Followed by his brown shadows at a respectful distance, Dick walked back to the hotel whistling gaily.
“Some one die and leave you a million dollars, son?” inquired the old miner, with amiable sarcasm.
“Me, I’m just happy because I’m not a Chink,” explained his friend, and passed to the hotel writing-room.
He sat down, equipped himself with stationery, and selected a new point for a pen. Half a dozen times he made a start and as often threw a crumpled sheet into the waste-paper basket. It took him nearly an hour to compose an epistle that suited him. What he had finally to content himself with was as follows:
“DEAR MADAM:—
“Please find inclosed a bundle of letters that apparently belong to you. They have just come into my possession. I therefore send them to you without delay. Your attention is particularly called to the one marked ‘Exhibit A.’
“Very truly yours,
RICHARD MUIR GORDON.”
He wrapped up the letters, including his own, sealed the package carefully, and walked downtown to the post office. Here he wrote upon the cover the name and address of Miss Valencia Valdés, then registered the little parcel with a request for a signed receipt after delivery at its destination.
Davis noticed that at dinner his friend was more gay than usual.
“You ce’tainly must have come into that million I mentioned, judging by your actions,” he insisted, with a smile.
“Wrong guess, Steve. I’ve just been giving away a million. That’s why I’m hilarious.”
“You’ll have to give me an easier one, son. Didn’t know you had a million.”

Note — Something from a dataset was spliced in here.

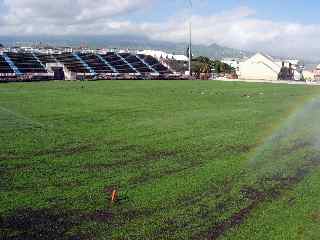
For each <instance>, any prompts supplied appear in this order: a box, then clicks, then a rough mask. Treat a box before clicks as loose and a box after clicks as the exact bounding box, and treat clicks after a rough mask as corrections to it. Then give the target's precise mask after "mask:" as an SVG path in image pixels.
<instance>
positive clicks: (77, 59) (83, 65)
mask: <svg viewBox="0 0 320 240" xmlns="http://www.w3.org/2000/svg"><path fill="white" fill-rule="evenodd" d="M72 54H73V56H74V57H75V58H76V59H77V60H79V61H80V62H81V63H82V65H83V66H85V67H86V68H87V69H88V70H89V72H90V73H91V74H93V75H96V72H95V71H94V70H93V69H92V68H91V67H90V66H89V65H88V64H87V63H86V62H85V61H84V60H83V59H82V58H81V57H80V56H79V55H78V54H77V53H72Z"/></svg>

“Oh, well! A million, or a half, or a quarter, whatever the Moreño claim is worth. I’m not counting nickels. An hour ago I had it in my fist. I’ve just mailed it, very respectfully yours, to my friend the enemy.”
“Suppose you talk simple American that your Uncle Steve can understand, boy. What have you been up to?”
Dick told him exultantly.
“But, good Lord, w
hy for did you make such a play? You had ’em where the wool was short. Now you’ve let loose and you’ll have to wait ’steen years while the courts eat up all the profits. Of all the mule-headed chumps—”

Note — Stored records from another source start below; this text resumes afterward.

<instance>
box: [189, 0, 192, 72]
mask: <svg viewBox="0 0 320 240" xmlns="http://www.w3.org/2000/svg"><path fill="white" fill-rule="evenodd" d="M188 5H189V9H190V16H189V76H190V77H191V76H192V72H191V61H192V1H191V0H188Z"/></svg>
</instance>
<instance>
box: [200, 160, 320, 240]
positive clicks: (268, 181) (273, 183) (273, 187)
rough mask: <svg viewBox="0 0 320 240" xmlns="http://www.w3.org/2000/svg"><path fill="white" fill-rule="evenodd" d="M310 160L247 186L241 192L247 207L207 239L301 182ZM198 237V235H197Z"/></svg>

“Hold your horses, Steve. I know what I’m doing. Said I was a spy and a thief and a liar, didn’t she? Threw the hot shot into me proper for a cheap skate swindler, eh?” The young man laid down his knife, leaned across the table, and wagged a forefinger at Davis. “What do you reckon that young woman is going to think of herself when she opens that registered package and finds the letter that would have put the rollers under her claim muy pronto?”

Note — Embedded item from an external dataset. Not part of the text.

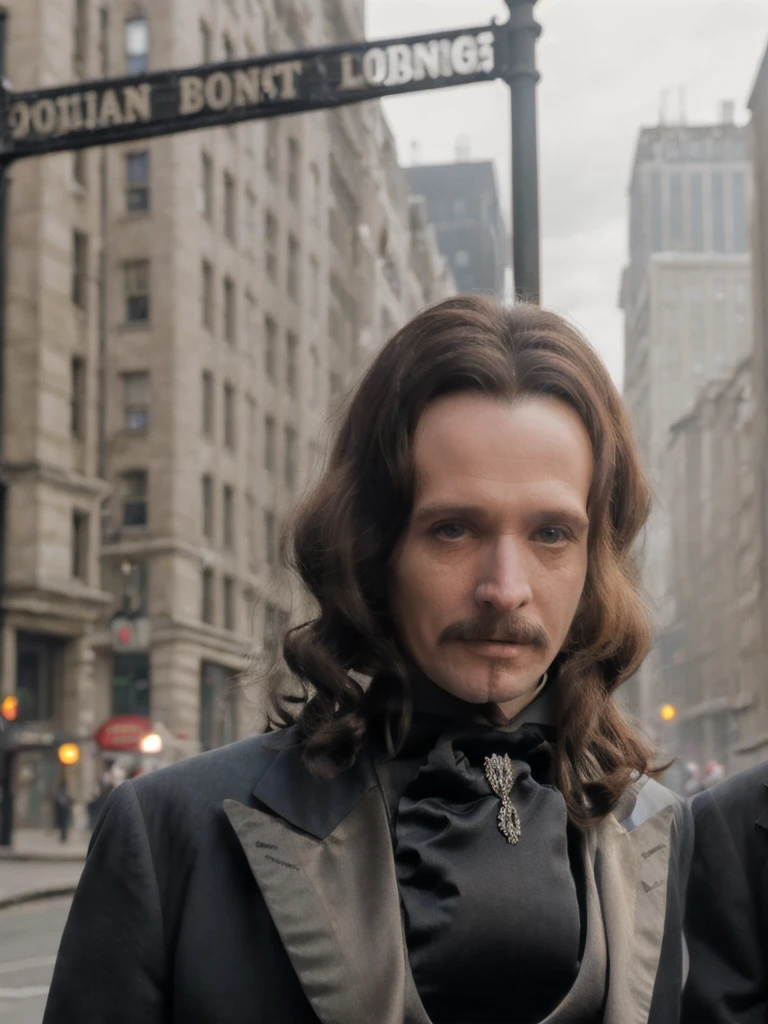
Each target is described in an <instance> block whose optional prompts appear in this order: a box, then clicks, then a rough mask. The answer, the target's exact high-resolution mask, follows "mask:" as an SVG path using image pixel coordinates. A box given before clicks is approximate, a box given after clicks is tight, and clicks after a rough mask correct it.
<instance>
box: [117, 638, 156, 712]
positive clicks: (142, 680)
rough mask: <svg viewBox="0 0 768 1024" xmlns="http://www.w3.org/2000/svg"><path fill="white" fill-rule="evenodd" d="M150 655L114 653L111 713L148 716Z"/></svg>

“Think! She’ll think you the biggest burro that ever brayed on the San Jacinto range. She’ll have a commission appointed to examine you for lunacy. What in Mexico is ailin’ you, anyhow? You’re sick. That’s what’s wrong. Love-sick, by Moses!” exploded his friend.
Dick smiled blandly. “You’ve got another guess coming, Steve. She’s going to eat dirt because she misjudged me so. She’s going to lie awake nights and figure what play she can make to get even again. Getting hold of those blamed letters is the luckiest shot I’ve made yet. I was in bad—darned bad. Explanations didn’t go. I was just a plain ornery skunk. Then I put over this grand-stand play and change the whole situation. She’s the one that’s in bad now. Didn’t she tell me right off the bat what kind of a hairpin I was? Didn’t she drive me off the ranch with that game leg of mine all to the bad? Good enough. Now she finds out I’m a white man she’s going to be plumb sore at herself.”
“What good does that do you? You’re making a fight for the Rio Chama Valley, ain’t you? Or are you just having a kid quarrel with a girl?”